Research output: Contribution to journalArticlepeer-review

28 Scopus citations

Abstract

Lead (Pb) is a well-known toxicant, especially for the developing nervous system, albeit the mechanism is largely unknown. In this study, we use time series RNA-seq to conduct a genome-wide survey of the transcriptome response of human embryonic stem cell-derived neural progenitor cells to lead treatment. Using a dynamic time warping algorithm coupled with statistical tests, we find that lead can either accelerate or decelerate the expression of specific genes during the time series. We further show that lead disrupts a neuron- and brain-specific splicing factor NOVA1 regulated splicing network.

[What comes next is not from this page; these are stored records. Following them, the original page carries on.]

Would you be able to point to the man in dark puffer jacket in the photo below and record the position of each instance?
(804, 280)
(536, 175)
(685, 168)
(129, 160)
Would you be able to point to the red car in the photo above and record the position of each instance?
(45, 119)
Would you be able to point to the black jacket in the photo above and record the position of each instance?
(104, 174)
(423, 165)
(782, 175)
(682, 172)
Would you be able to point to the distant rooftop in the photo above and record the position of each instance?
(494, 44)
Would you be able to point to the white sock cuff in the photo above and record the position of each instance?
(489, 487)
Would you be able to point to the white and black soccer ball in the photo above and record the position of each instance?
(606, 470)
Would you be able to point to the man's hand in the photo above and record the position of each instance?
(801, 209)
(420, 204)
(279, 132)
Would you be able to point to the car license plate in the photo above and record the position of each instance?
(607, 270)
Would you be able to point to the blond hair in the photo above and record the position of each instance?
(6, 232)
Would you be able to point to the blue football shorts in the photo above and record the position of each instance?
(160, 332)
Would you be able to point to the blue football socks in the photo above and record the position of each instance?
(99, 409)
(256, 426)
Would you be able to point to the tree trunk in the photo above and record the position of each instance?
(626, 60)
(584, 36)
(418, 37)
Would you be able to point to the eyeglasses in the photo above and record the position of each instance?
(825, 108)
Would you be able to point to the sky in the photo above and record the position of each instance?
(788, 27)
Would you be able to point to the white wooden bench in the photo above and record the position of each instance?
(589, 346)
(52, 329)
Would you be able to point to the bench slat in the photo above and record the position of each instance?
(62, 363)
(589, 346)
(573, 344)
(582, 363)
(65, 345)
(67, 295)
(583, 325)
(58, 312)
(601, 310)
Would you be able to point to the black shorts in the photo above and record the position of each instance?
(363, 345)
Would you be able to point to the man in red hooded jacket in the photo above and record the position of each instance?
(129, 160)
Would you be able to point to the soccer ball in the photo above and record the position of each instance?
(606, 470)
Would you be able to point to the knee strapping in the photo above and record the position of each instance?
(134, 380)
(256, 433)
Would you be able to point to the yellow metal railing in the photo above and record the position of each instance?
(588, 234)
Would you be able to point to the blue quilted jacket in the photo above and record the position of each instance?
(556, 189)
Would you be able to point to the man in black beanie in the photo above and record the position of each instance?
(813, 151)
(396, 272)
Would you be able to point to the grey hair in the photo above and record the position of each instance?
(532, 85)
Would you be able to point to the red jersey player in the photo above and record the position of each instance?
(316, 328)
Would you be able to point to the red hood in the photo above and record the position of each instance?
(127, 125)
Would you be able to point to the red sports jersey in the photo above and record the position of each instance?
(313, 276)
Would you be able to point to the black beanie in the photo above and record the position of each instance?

Using lead induced transcriptome change signatures, we predict several known and novel disease risks under lead exposure. The findings in this study will allow a better understanding of the mechanism of lead toxicity, facilitate the development of diagnostic biomarkers and treatment for lead exposure, and comprise a highly valuable resource for environmental toxicology. Our study also demonstrates that a human (embryonic stem) cell-derived system can be used for studying the mechanism of toxicants, which can be useful for drug or compound toxicity screens and safety assessment.
Original languageEnglish
Pages (from-to)251-265
Number of pages15
JournalToxicological Sciences
Volume159
Issue number1
DOIs
StatePublished - Jan 1 2017

UN SDGs

This output contributes to the following UN Sustainable Development Goals (SDGs)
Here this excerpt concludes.